At a primitive level, the programming involved in locomotion is minimal. Two functions are required;

move and rotate. The move function turns off motor A whilst turning on motor B. Conversely the

rotate function turns off motor B whilst turning on motor A. Neither this description, nor the figure

suggests how wheel rotation might be monitored. This is explained in more detail in the next section.

3.2 Ball Finding The best ball finding technique that was found during the literature review was that used on Baum’ s

Scanbot (Baum, 2001). Given that up to six sensors and motors could be used on SoccerBot, the extra

resources required for the mechanism was not considered a problem. From this point on, the ball

finding mechanism is referred to simply as the ball finder.

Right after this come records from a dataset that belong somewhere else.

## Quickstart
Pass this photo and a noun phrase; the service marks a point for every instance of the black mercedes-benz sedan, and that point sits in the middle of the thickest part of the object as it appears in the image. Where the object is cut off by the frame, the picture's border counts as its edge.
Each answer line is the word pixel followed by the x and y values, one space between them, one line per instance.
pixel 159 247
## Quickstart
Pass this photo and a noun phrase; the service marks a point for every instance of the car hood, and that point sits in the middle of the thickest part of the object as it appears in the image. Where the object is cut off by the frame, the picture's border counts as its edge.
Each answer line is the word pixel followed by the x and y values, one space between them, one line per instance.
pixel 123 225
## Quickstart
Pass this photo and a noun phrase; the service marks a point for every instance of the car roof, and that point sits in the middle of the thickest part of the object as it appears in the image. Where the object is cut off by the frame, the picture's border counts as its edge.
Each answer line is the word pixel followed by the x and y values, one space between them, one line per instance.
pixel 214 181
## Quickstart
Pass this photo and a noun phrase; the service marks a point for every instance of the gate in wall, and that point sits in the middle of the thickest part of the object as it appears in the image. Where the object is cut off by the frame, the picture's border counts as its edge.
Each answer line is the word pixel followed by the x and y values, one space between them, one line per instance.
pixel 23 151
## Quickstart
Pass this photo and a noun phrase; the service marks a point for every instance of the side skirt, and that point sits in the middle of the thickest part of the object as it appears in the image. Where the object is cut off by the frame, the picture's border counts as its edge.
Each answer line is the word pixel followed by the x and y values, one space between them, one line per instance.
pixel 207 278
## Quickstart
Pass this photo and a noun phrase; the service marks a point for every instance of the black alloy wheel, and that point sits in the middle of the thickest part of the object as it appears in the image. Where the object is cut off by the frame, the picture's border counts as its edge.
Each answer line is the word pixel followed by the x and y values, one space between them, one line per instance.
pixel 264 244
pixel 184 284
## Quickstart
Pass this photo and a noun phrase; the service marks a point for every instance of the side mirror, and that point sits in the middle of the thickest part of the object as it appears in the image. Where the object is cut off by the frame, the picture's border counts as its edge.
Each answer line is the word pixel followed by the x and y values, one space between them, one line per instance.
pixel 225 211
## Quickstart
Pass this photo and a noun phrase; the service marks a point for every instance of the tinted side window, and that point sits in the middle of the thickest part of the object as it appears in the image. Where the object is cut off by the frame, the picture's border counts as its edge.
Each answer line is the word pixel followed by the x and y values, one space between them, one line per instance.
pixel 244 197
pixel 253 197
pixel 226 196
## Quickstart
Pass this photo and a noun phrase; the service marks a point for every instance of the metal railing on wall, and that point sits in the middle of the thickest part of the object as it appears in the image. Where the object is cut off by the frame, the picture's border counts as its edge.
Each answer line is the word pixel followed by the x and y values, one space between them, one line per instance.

For calibration purposes, a stopper is needed on the ball finder at some known angle of rotation.

Each time SoccerBot is activated, the ball finder needs to return to this position, before resetting the

rotation sensor and commencing the scanning operation. The reason for this is that the reading of the

rotation sensor is relative to the initial angle of the head, which is not necessarily the same each time

SoccerBot is activated. One method for aligning the ball finder in this way suggested by Baum et al

(2001) is to turn the head for a fixed amount of time, say t seconds, which is just greater than the time

it takes to rotate from one side of the stopper to the other. This is not optimal. In the worst case, the

head could be aligned perfectly to begin with, meaning that a time will be wasted. Baum et al (2001)

did not mention the better approach of simply turning the head until the rotation sensor reading

remains constant before resetting, which wastes less time.

There is a further improvement that was not suggested, which involves retaining the rotation

sensor reading at which the brightest light is observed during head alignment. If this value is

compared to the new reading obtained after the head has come to a halt, then the actual direction of

the observed bright light source can be calculated very simply, so that no time was wasted on start-up.

Scanbot’ s scanner covered a range of 270 degrees, but it was hoped that SoccerBot could cover

an angle closer to 360 degrees. A full circle was not considered possible at this stage because of the

need for a calibration stopper. The intention was to reduce the range of the scans as SoccerBot

approached the ball to allow a higher frequency of scans, resulting in a more up-to-date estimation of

ball direction at any time. It was thought that the light-level reading observed in the direction of the

ball might be used as a basis for an estimation of distance.

Lego Mindstorms Robotic Football

19

3.3 Self-Localisation As explained in the literature review, use of a video camera was not considered appropriate. Many

similar projects including those undertaken by Goddard (2002), Fordham (2003), Varsani (2003) and

Burbidge (2003), have used dead reckoning for self-localisation, and found it to be reasonably

accurate in most cases, providing collisions don’ t happen to occur. Very few of the reports for these

projects have boasted that their associated robot is capable of detecting and correcting dead reckoning

errors, and so an investigation into this topic was also undertaken.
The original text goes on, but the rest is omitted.